Il 25 novembre 1945 muore a Cattolica Eraclea (AG) dopo essere stato gravemente ferito con due bombe a mano lanciate da sicari mafiosi GIUSEPPE SCALIA (39 anni) contadino e sindacalista socialista.

Scalia, nato in una modesta famiglia di contadini, finita la guerra immediatamente si era posto con altri contadini alla testa del movimento bracciantile che lottava per l’assegnazione delle terre incolte e l’attuazione della riforma agraria ( secondo la legge Gullo dell’ottobre del 1944) e fu tra i fondatori della cooperativa agricola La Proletaria. Per la sua azione di lotta, convinta e coraggiosa, venne scelto quasi subito per la carica di segretario della Camera del lavoro di Cattolica Eraclea.

Nei mesi in cui ricoprì questo incarico crebbe la stima di tutti verso la sua persona e la sua intelligenza politica, ma ugualmente crebbe anche l’odio della mafia locale e degli agrari che cercavano di conservare i propri privilegi.

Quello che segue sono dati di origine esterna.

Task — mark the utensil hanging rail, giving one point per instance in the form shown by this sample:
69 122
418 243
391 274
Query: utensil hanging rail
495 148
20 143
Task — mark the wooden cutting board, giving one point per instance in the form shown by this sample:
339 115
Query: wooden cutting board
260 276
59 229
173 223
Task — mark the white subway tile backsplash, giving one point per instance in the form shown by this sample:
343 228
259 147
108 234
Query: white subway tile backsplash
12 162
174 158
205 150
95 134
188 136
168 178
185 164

Nonostante le minacce di morte mafiose e il clima di paura che dominava in quegli anni in tutte le campagne dell’agrigentino, Scalia continuò il suo impegno, spesso recandosi anche nei centri vicini per sostenere le lotte dei contadini di Siculiana, Montallegro, Sciacca.

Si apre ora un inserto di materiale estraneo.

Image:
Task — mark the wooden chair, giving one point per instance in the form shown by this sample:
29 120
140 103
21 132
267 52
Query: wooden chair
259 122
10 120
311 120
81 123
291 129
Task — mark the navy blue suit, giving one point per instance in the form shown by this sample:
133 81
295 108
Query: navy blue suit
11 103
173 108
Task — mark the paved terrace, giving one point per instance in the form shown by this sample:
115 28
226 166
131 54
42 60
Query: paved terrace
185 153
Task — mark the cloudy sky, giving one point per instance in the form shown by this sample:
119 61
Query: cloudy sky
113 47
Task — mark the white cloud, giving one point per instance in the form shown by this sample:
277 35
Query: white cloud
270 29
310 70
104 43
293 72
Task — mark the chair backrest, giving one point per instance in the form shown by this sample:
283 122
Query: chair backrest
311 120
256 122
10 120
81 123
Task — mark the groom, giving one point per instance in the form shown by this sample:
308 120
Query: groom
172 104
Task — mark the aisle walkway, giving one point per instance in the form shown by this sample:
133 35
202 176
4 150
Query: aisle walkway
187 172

Intanto in vista delle elezioni amministrative del 1946 – le prime elezioni libere dopo un ventennio di repressione fascista – la mafia lanciò la sua offensiva contro il movimento contadino.

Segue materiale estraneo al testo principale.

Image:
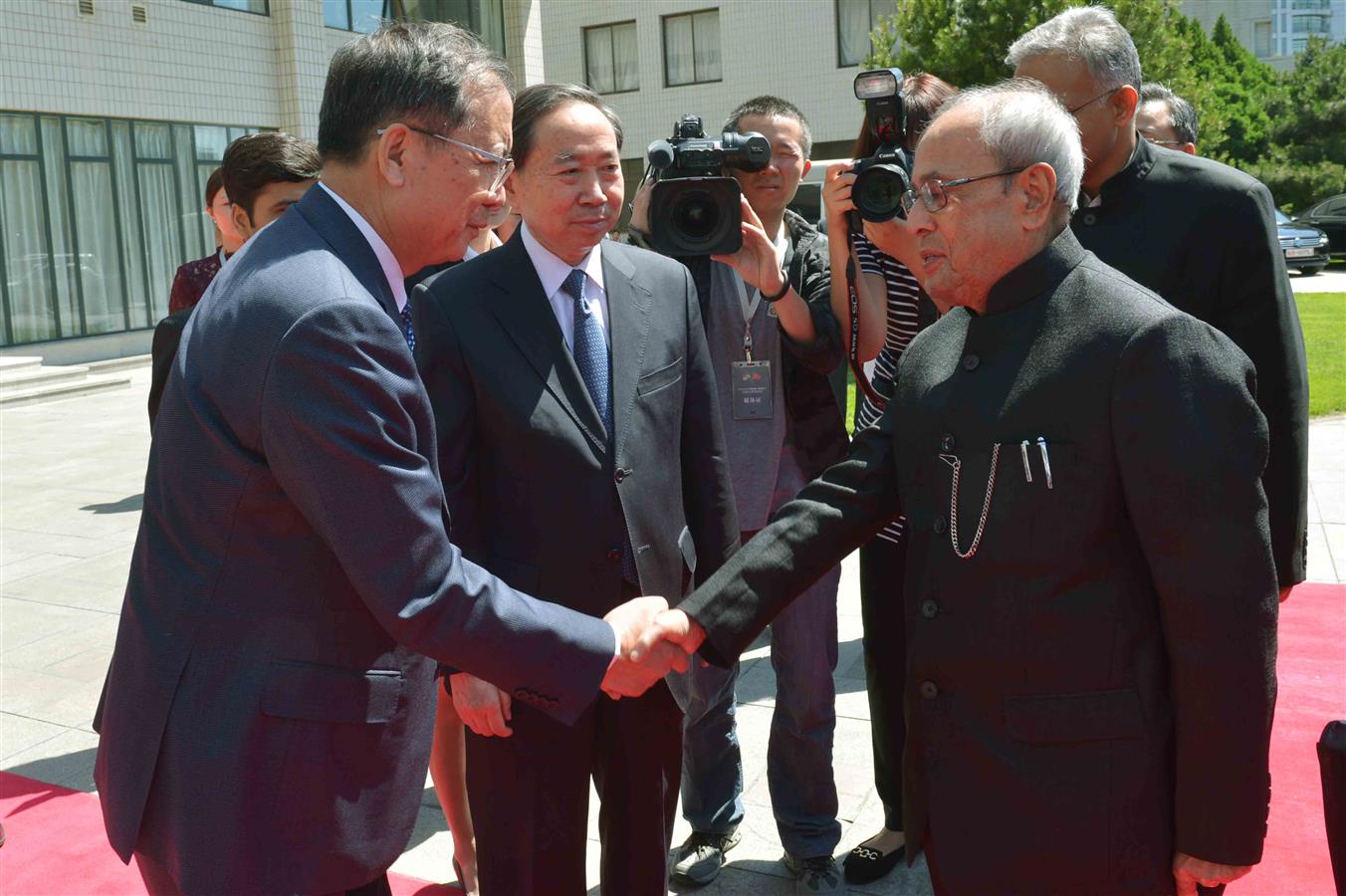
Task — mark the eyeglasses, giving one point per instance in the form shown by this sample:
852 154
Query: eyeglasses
1105 93
934 194
504 164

Alla fine di un altro anno in cui aveva lottato con passione per la giustizia sociale e per difendere i diritti dei contadini, Scalia il 18 novembre del 1945 verso le ore 19, mentre passeggiava davanti alla sede della Camera del Lavoro insieme a Aurelio Bentivegna, vicesindaco socialista del paese, venne gravemente ferito da due bombe lanciate da sicari mafiosi. Scalia cadde in una pozza di sangue proprio in una di quelle strade che tante volte lo avevano visto protagonista di coraggiose manifestazioni e morirà il 25 novembre successivo in ospedale. La speranza degli agrari e dei gabellotti mafiosi fu quella di sedare il movimento socialista, togliendo alla massa il capo più attivo.

Quasi inconsistente fu l’opera della polizia locale che non interrogò i familiari di Giuseppe Scalia, anch’essi tra i fondatori della “Cooperativa La Proletaria”, e neanche Aurelio Bentivegna, rimasto ferito con Scalia, che da tempo era stato preso di mira con denunzie e con ogni sorta di persecuzioni. Per l’assassinio di Scalia non furono mai trovati i responsabili e i suoi resti riposano nel cimitero di Cattolica Eraclea.